A favorite scene occurs at a long-sought-after audience in Emerald City. Toto rips a curtain to the side, revealing the Wizard. “Pay no attention to that man behind the curtain,” the Wizard promptly shouts.

It’s a phrase that has special meaning to journalists. We love to pull back curtains. We’re even used to people referring to us by the same four-word “son of a . . .” phrase that literally applies to Toto as the offspring of a female dog.

This week’s story about Marion’s water quality report isn’t something that just came up. We became aware of violations weeks ago and have spent a great amount of time trying to get officials to talk to us about them.

Apparently, none of the public relations officers employed by the state learned a lesson routinely taught in Public Relations 101. It’s the “Extra-Strength Tylenol Rule.”

The pain reliever became a pain in the rear for Tylenol’s P.R. people when saboteurs tainted multiple bottles on store shelves. But the P.R. people smartly didn’t stonewall with “no comment,” huddle with lawyers, insist that they didn’t want to interfere with an investigation, or otherwise try to delay and obfuscate.

Instead, they were forthright and honest, answering any question and always trying to tell the truth, the whole truth, and nothing but the truth. It saved their brand — and maybe their souls — by putting openness and honesty ahead of drawing the curtain closed and hiding.

As Richard Nixon became acutely aware, it’s rarely the misdeed itself that kills you. It’s the cover-up. Yet almost everyone associated with the water quality story we’re reporting this week seemed insistent on refusing to answer questions, making the notion of a cover-up quite plausible.

Bureaucrats often try to make things go away by shoving the heads of those asking about them into the sand and treating the public as powerless ostriches. If bureaucrats can stall long enough, they seem to believe, people will forget. Too often, people do. But in the process, they often lose their faith in democracy and their ability to discern facts from opinions, leading society to the polarized mess it’s in today.

Seeing yet another example of this made us wonder what became of other stories stonewalled out of the public’s consciousness.

Remember the Locust St. bridge that four years ago was deemed in such bad shape that city officials worried the street might need to be closed? A grant to fix it was approved more than a year and a half ago, but it still sits there, perilously undermined.

Remember the drainage district where people had managed to avoid paying property taxes because they didn’t live within it but still were allowed to vote as if they did? They’re still on the voter list and still absent from the property tax list.

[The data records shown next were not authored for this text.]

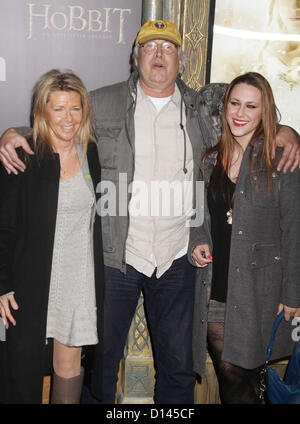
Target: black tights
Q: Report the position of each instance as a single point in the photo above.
(236, 385)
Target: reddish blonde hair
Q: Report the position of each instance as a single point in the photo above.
(267, 126)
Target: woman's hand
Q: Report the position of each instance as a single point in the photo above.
(5, 303)
(201, 255)
(289, 312)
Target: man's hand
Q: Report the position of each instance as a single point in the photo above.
(5, 303)
(201, 255)
(287, 139)
(10, 140)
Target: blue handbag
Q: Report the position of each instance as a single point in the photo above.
(278, 391)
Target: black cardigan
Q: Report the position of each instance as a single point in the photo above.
(28, 208)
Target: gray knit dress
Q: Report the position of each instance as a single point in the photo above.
(72, 306)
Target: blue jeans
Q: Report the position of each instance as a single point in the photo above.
(168, 303)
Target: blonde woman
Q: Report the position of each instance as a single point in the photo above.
(248, 259)
(51, 280)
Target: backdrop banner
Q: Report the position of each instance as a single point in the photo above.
(93, 38)
(261, 36)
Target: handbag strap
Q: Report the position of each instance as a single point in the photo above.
(274, 329)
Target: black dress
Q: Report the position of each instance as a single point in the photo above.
(218, 205)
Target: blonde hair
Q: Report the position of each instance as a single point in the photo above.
(55, 80)
(267, 127)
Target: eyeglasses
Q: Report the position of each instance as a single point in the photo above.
(151, 47)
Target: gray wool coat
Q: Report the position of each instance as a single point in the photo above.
(264, 266)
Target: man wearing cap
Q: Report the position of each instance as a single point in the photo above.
(151, 129)
(141, 123)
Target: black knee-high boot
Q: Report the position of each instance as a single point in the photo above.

Remember the discussion at the start of last year when Marion City Council and the city attorney agreed that the city’s charter ordinances were so screwed up it was unclear whether the mayor could vote and whether a vacancy on the council could be filled? The council voted to re-examine the ordinances, and four new council members who took office a year later vowed to make it one of their first orders of business. Six months later, no one has mentioned the subject in a council meeting.

Remember the Catholic section of Marion’s Highland Cemetery that inexplicably was transferred back to the city instead of the diocese and started accepting burials by non-Catholics? No one could explain why, and no one did anything about it.

Remember how the county failed to publish six of seven quarterly reports? To date, it’s published two. Where are the four others?

Remember just last week how city officials couldn’t find the asking price for a business park lot the county wanted to buy? The price is on the city’s own website — the same site where the water quality report was posted. All you have to do is search for “business park.” (It’s $7,000, by the way, not the $1,000 the county offered.)

The list could go on. And it undoubtedly will, unless more people become willing to share in our being labeled as offspring of Toto’s mom. Democracy isn’t just about smiling broadly and giving public employees more holidays and bigger raises. It’s about asking questions and demanding answers.

It’s time all of us realize that our brain, heart, and courage come from within and stop waiting for some wizard to bestow them.